Data is divided into categorical and numerical types.
Categorical data: Nominal (no order, e.g., team names) and ordinal (ordered, e.g., player positions).
Numerical data: Discrete (countable, e.g., missed free throws) and continuous (measurable, e.g., height).
Proportions summarize nominal data into numerical form (e.g., 3-point shooting percentage).

A probability distribution shows how values of a variable are spread across all possible outcomes.
Common distributions: Normal (bell curve), uniform (equal probability), bimodal (two peaks), skewed (long tail).
Most real-world data (like NBA heights) follow a normal distribution.

A sample is a subset of data from a larger population.
Sample statistics (like sample mean or proportion) estimate population parameters (unknown true values like long-term shooting percentage).
Larger sample sizes yield more precise (less variable) estimates.
Confidence intervals indicate the range where the true parameter likely lies (e.g., 95% confidence interval).

Population parameters use Greek symbols: μ (mean), σ (standard deviation), π or θ (proportion), ρ (correlation), β (regression slope).
Sample statistics use Roman letters: x̄ (mean), s (standard deviation), p (proportion), r (correlation), b (slope).
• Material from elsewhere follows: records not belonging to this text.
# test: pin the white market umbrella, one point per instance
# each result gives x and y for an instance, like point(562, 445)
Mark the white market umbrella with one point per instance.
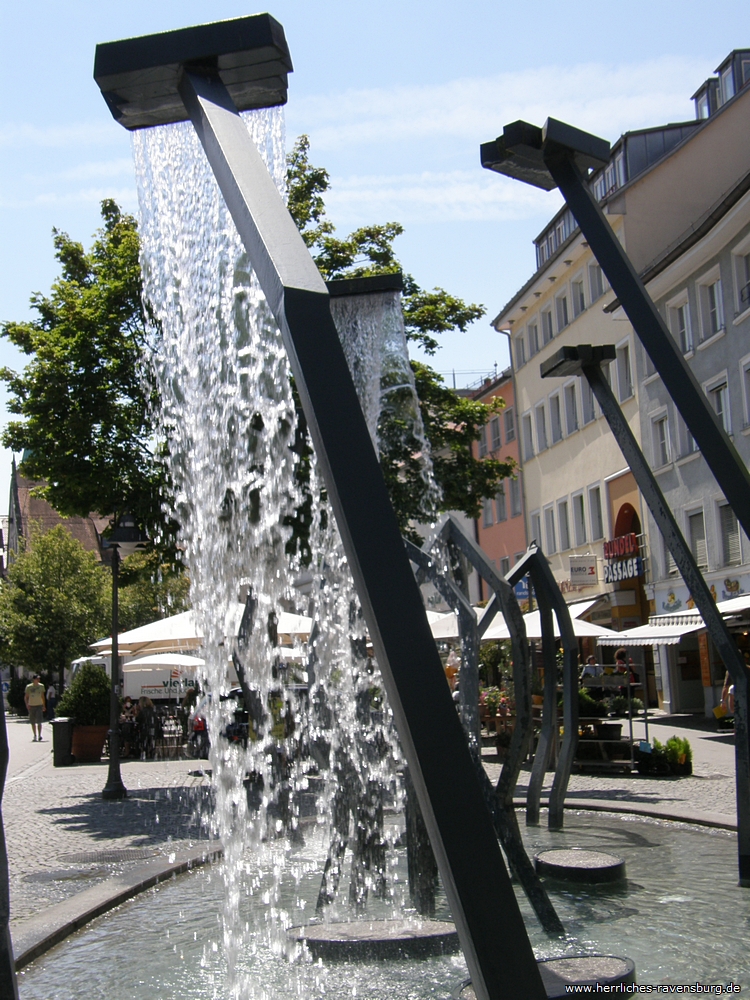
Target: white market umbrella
point(161, 661)
point(181, 633)
point(533, 622)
Hypothesis tests assess evidence for or against a claim about a population parameter.
Null hypothesis (H₀): default assumption (e.g., θ ≤ 0.5).
Alternate hypothesis (H₁): what you seek evidence for (e.g., θ > 0.5).
The result is either to “reject” or “not reject” the null hypothesis—never to “prove” or “accept” anything.
The level of significance (often 0.05) defines the rejection region (when evidence is strong enough to reject H₀).

P-hacking: testing many hypotheses and only reporting those with p < 0.05, inflating false-positive findings.
Proper research tests predefined hypotheses; improper research looks for any significant finding post hoc.
Multiple testing increases the chance of finding a false “significant” result.

Categorical Data — data sorted into groups or categories.
Numerical Data — data measured as numbers, either discrete or continuous.
Proportion — a summary metric showing the fraction of occurrences.
Population Parameter — an unknown, fixed value describing the whole population.
Sample Statistic — a value calculated from a sample used to estimate a parameter.
Hypothesis Test — a procedure to evaluate evidence about a population.
Null Hypothesis (H₀) — the assumption that there is no effect or difference.
Alternate Hypothesis (H₁) — what we seek evidence for in a test.
P-Value — the probability of observing the sample statistic if the null hypothesis is true.
Confidence Interval — the range where a parameter likely lies, given the data.
P-Hacking — misuse of statistical testing by multiple unplanned comparisons.

Review the definitions of data types, parameters, and hypothesis test procedures.
Consider further readings or videos on the normal distribution, regression, and standard deviation for deeper understanding.
Be aware of p-hacking and the importance of predefining hypotheses in research.